En deuxième lieu, la quasi-totalité des ministères (hors ministères couverts par une loi de programmation et outre-mer) feraient l'objet d'une réduction des crédits transversale calculée en proportion de la réserve de précaution dont ils devraient bénéficier en 2025, pour un montant total de 2,6 milliards d'euros. Certaines politiques feraient en outre, pour 1 milliard d'euros environ, l'objet d'une réduction ciblée des crédits par rapport à ceux prévus par le projet de loi de finances, notamment l'aide publique au développement (baisse supplémentaire de 641 millions d'euros), les dispositifs de soutiens à la mobilité (dont le soutien à la voiture électrique), l'audiovisuel public et le « Pass culture ».

Enfin, des mesures de prélèvements de trésorerie et de baisse de taxes affectées sont prévues à hauteur de 260 millions d'euros pour des opérateurs disposant d'une trésorerie excédentaire.

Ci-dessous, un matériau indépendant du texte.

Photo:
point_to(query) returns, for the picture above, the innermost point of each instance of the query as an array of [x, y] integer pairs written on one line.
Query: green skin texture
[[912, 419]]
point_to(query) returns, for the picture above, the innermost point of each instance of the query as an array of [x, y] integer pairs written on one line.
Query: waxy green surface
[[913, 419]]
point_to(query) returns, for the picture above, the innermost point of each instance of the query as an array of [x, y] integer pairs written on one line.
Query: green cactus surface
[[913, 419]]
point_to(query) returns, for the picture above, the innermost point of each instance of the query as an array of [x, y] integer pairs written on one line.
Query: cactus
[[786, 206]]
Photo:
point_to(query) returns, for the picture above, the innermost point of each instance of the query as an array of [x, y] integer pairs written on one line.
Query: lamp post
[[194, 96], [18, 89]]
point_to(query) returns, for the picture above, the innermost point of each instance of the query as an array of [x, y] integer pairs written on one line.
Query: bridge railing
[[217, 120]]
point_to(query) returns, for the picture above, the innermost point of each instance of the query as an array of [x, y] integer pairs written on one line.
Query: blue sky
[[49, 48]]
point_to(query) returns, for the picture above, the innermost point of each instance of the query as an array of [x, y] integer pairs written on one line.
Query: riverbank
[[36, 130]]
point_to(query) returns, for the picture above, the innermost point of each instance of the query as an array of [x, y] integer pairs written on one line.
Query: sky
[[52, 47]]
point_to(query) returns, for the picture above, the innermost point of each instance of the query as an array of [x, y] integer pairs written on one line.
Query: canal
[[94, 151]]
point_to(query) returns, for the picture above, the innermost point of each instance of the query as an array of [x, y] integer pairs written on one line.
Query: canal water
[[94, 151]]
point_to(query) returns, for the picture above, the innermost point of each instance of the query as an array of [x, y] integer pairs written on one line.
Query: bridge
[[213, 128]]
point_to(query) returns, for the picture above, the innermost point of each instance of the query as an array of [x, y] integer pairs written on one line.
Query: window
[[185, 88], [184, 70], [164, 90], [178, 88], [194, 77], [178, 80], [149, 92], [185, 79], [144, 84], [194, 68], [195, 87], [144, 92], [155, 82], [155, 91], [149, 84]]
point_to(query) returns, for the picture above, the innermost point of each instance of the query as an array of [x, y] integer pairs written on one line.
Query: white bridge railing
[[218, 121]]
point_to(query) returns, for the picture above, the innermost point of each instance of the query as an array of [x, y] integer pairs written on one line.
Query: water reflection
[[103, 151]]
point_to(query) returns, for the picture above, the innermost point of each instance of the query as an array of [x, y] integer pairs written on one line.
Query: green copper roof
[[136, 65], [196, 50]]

4. Un niveau réduit de la réserve de précaution risque de limiter les marges de manoeuvre pour garantir l'atteinte des objectifs de dépense en exécution

Le Gouvernement a indiqué que la réduction des dépenses des ministères à décider au cours des débats parlementaires serait équivalente à l'annulation de près de la moitié des crédits mis habituellement en réserve en début de gestion, et pourrait être associée à une réduction du taux de mise en réserve.

Pour mémoire, le taux de mise en réserve, qui était de 6 à 8 % jusqu'en 2017 afin de faciliter la régulation budgétaire en cours d'exécution, a été abaissé à 3 % à partir de 2018 afin, selon les explications données alors par le Gouvernement, de couvrir les seuls aléas de gestion et de mieux responsabiliser les responsables de programme qui sont ainsi libérés de l'incertitude sur le dégel des crédits en cours d'année. Ce taux avait ensuite été légèrement rehaussé, tout en introduisant un taux réduit à 0,5 % pour les programmes portant des prestations sociales97(*) et même de 0 % pour les programmes « Plan de relance » et « Investir pour la France de 2030 ».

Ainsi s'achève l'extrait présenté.